Last week I trawled a seemingly endless number of op-shops. I was looking for an Art Deco sideboard and having no joy at all. After a long and fruitless day, I walked into one last place. It reminded me of a wardrobe in a hoarders house – a badly organised, mothball smelling, cluttered up, old wardrobe. I walked in from the back door and came across the usual array of clothing (old furs and wedding dresses) before maneuvering around some laminate pieces of furniture in various states of repair when my eyes fell on a treasure.
It sat in the middle of the store and I swear to you, I had a Hollywood love at first sight experience. It’s like all the light in the room suddenly focused down into one area. The harsh sounds of daily life faded to obscurity and someone, somewhere began to play the gentle stirring notes of a love song. And that’s how I laid eyes on the most perfect antique lounge I’ve ever seen.
It wasn’t what I was looking for, but it still made my heart skip a beat or two. I resisted my first urge to run over to it, throw myself across it and start hissing at the other bargain shoppers that it was “My precious!” Instead, I strolled casually over and tilted the price tag so that I could glance at the price. That’s pretty much when I came undone. I’m not saying that I definitely foamed at the mouth or that I definitely told my husband that there was no way in the world he would get me out of that shop without that lounge, but, twenty minutes later, I was the proud new owner of a very valuable piece of furniture (having paid about a tenth of what it was really worth). That day was a pretty good day!
It was also a pretty good picture of what life can sometimes be. We can end up feeling like we are sitting in the op-shop of life, surrounded by clutter and looking like someone else’s cast off. Some seasons of life find us so surrounded by sticky little fingerprints, dirty laundry and hard work that it is simply hard to picture ourselves as any sort of treasure. Some of us sit for years with the labels, and tags of other people tied to our heart telling us that our worth is far less than it truthfully is. We are waiting for someone to come along and recognise that we are a treasure, out of place in the every day.

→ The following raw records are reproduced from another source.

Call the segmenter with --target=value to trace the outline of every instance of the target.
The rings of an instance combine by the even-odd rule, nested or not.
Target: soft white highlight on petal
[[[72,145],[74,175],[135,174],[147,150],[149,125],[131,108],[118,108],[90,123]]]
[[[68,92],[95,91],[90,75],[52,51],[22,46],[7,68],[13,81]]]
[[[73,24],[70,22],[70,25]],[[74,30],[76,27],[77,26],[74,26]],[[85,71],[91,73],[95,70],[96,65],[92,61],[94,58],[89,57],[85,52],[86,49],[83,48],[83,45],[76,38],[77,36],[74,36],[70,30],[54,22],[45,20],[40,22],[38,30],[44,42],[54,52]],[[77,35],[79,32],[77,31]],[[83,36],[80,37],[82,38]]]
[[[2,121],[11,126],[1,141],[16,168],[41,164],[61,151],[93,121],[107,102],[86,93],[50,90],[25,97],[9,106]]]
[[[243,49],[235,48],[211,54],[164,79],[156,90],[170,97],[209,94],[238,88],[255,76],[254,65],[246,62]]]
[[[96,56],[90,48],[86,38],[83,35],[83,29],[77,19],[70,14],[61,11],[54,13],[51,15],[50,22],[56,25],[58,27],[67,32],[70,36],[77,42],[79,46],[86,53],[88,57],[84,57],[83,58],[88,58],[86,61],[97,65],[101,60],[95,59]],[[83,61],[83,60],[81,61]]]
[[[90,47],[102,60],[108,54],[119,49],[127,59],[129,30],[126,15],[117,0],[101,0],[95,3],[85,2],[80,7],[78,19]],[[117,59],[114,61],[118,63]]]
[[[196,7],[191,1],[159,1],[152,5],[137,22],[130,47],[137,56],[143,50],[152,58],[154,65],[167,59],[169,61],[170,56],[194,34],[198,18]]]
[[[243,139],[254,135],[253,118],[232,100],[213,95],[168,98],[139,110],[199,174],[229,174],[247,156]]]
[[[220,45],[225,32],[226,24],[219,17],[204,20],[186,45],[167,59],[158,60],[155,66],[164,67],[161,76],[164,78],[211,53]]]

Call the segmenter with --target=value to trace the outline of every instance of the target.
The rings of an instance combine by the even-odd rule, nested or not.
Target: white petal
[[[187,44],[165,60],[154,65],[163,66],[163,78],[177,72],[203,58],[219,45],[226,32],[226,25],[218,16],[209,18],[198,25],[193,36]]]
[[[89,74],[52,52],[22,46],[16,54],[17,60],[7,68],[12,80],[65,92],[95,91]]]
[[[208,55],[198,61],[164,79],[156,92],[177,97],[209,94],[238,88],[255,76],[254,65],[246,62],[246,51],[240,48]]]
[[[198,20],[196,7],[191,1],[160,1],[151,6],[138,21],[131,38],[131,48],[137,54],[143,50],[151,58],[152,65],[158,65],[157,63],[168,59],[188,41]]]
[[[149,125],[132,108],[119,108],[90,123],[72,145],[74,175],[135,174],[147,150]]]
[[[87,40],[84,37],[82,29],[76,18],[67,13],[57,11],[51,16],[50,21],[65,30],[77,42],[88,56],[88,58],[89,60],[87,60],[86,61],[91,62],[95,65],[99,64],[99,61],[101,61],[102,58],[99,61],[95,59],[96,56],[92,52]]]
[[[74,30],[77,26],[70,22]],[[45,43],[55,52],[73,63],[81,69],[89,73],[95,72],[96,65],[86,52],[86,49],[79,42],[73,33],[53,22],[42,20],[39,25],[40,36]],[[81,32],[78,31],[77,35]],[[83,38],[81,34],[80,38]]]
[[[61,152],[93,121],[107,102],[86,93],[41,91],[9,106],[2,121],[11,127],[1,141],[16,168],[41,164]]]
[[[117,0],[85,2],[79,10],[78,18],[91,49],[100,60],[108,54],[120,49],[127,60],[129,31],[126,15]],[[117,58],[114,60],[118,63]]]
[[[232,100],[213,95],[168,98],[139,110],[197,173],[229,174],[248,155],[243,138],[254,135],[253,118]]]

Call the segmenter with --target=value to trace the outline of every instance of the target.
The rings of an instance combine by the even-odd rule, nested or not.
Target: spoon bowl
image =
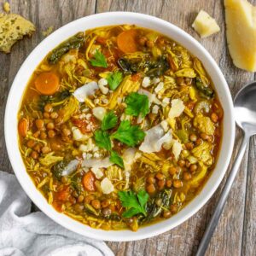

But what if we didn’t wait any longer? What if we decided from this moment on that we would write our own tag, that we would recognise that we are a treasure in every place and in every season? Even in the op-shop seasons of life, those cluttered, chaotic, endlessly tiring seasons. How would life change if we treated ourselves, and those around us, as though we were priceless because that’s the reality; each of us is a treasure regardless of our tag. My guess is that if we began to value ourselves this way, life would get a little better. I believe that in valuing who we are as people we would teach our children their value too. That we would begin to bring up people who saw treasure where the rest of the world saw trash, people who knew how to find and draw that value out of others – and that is something I long to do!